Die Coronakrise hat eine Situation geschaffen, in der alte Regeln nicht mehr gelten. Das offenbart sich nirgends so deutlich wie mit Blick auf die Staatshaushalte. Die durch die Pandemie bedingte Wirtschaftskrise hat dazu geführt, dass sich sogar die Bundesrepublik vom Dogma der schwarzen Null verabschiedet hat. Noch verspricht Bundesfinanzminister Olaf Scholz zwar, alsbald zu einem ausgeglichenen Haushalt zurückkehren zu wollen. Ob und wann dies der Fall sein wird, ist aber offen. Und eine nennenswerte Schuldentilgung steht gar nicht zur Debatte.

Deutschland bildet damit keine Ausnahme. Rund um den Globus haben Regierungen ihre Staatsausgaben hochgefahren, um wirtschaftliche und humanitäre Härten der Pandemie zu begrenzen. Rückenwind erhielten sie von Notenbanken, deren Zinspolitik das Schuldenmachen zum Nulltarif ermöglichte und weiter ermöglicht. Jerome Powell, Chef der US-Zentralbank Federal Reserve, kündigte bereits an, die Geldschleusen bis auf Weiteres offenhalten zu wollen. Eine Trendwende ist nicht in Sicht. Das legt die Frage nahe, wie lange die Staaten ihre Dauerschuldverhältnisse noch aufrechterhalten wollen und können. Und was geschieht eigentlich, wenn Staaten sich dazu entschließen, ihre Verbindlichkeiten überhaupt nur noch mit neuen Schulden zu bedienen? Also Schulden gar nicht mehr abzubauen?

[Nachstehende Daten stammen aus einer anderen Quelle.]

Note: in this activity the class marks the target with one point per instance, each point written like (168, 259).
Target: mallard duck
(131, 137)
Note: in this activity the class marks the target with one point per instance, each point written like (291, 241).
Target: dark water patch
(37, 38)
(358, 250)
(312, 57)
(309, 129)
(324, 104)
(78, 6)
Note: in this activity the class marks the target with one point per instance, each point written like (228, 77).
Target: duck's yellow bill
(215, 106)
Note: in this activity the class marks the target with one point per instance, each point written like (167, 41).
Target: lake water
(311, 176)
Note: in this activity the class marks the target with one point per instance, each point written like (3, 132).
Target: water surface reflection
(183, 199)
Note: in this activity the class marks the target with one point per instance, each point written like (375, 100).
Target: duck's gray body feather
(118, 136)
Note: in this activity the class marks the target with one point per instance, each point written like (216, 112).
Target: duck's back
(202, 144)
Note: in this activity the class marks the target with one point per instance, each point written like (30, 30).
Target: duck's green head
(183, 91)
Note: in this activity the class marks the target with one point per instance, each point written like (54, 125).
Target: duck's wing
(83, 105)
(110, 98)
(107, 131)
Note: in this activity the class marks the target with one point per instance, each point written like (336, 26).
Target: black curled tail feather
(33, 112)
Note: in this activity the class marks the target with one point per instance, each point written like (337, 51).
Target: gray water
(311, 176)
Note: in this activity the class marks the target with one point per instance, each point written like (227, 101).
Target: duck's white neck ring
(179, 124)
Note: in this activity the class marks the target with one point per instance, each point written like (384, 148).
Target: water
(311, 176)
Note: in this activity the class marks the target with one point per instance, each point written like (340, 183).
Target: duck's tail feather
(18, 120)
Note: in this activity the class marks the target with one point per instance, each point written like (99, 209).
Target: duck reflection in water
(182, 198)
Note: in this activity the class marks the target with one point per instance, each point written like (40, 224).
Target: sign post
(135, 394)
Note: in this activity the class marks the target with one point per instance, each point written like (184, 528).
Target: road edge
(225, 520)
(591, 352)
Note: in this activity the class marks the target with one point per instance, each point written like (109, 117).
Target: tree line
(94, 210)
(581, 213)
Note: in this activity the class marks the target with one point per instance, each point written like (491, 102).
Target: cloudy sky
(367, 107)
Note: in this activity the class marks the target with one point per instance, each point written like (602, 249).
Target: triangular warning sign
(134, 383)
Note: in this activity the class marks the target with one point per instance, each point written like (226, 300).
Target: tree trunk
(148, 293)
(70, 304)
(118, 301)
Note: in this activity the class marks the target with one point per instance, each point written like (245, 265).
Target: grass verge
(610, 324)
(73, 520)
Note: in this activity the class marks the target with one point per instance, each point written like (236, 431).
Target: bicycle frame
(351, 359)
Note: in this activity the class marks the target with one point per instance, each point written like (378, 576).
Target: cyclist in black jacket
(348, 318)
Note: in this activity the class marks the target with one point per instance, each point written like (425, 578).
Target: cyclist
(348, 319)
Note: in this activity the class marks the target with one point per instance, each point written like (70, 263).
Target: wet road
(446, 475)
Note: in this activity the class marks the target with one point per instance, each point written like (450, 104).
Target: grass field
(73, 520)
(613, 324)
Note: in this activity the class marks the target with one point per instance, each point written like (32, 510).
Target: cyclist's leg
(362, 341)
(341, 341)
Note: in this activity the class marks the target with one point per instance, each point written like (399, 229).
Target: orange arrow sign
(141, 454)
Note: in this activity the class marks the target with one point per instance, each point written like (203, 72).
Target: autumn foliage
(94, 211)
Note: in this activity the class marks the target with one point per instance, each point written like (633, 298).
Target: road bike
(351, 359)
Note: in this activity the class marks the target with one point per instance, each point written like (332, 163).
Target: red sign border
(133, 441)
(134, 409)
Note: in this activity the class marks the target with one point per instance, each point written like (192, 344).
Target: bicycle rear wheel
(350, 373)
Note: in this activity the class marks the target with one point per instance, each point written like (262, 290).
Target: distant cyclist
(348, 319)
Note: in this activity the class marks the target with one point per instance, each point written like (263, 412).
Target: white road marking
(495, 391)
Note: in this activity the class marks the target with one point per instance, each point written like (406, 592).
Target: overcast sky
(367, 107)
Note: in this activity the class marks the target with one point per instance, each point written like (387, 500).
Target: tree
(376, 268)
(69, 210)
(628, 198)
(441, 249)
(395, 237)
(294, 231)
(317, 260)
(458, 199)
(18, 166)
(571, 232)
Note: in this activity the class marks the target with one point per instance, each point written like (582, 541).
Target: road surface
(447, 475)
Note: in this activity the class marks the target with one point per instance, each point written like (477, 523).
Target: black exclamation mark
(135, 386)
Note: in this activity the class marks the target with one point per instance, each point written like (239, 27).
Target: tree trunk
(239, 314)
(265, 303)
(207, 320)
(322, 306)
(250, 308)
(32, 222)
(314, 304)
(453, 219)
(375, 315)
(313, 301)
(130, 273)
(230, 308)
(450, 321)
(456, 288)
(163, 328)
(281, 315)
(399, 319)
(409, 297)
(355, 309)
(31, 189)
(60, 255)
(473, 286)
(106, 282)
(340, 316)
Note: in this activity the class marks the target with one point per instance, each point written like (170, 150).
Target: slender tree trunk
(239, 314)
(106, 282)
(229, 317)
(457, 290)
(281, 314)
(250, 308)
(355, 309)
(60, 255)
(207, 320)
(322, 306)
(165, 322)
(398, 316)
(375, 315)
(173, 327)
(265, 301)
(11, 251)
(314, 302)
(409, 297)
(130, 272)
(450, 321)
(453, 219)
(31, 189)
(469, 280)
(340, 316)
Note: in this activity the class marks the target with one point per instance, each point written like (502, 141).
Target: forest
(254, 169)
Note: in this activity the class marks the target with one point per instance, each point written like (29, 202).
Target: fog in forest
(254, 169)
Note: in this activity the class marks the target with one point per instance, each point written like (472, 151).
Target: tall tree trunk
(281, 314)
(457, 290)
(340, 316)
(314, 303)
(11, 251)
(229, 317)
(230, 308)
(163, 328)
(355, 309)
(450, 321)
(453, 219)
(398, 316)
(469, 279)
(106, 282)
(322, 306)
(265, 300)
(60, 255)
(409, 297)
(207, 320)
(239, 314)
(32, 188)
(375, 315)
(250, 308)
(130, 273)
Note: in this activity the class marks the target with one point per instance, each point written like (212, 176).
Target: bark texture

Nun, verhalten sich Staaten wie andere Schuldner auch, dann führt eine Weigerung zur Tilgung irgendwann unweigerlich in die Insolvenz. Dann würde wohl ein Schuldenschnitt folgen, die Gläubiger müssten ihre Kredite also mindestens teilweise abschreiben. Eine solch radikaler Schritt würde allerdings über Umverteilungseffekte zu starken Verwerfungen bei der Vermögensverteilung führen. Am Ende wäre das für keine Partei eine zufriedenstellende Lösung.

Negative Realzinsen trotz Inflation

Wahrscheinlicher ist, dass die De-facto-Entschuldung der Regierungen langsam, aber sicher auf einem anderen Weg geschieht: Über Inflation. Steigt die Teuerung, legen nicht nur die Preise zu, auch das Bruttoinlandsprodukt fällt nominal höher aus. Das lässt die Schuldenquote auf dem Papier sinken. Hinzu kommen steigende Steuereinnahmen, wenn sich das nominale Durchschnittseinkommen erhöht.

Einen ersten Vorgeschmack auf das, was da kommen kann, bieten die jüngsten Inflationszahlen. In den USA zog die Teuerung im April auf 4,2 Prozent an. In Deutschland knackte die Inflation nach langer Zeit wieder die Zwei-Prozent-Marke. Die Notenbanken sprechen zwar von Ausreißern infolge der Corona-Lockerungen. Doch neben kurzfristigen Nachfrageeffekten spielen auch Angebotsveränderungen mit in die Preisentwicklung hinein, die deutlich langfristiger wirken: Chip-Knappheit, Schneestürme in Texas, der demographische Wandel. Gut möglich, dass zwei Prozent Inflation erst der Anfang gewesen sind und wir in Zukunft noch höhere Zahlen sehen werden.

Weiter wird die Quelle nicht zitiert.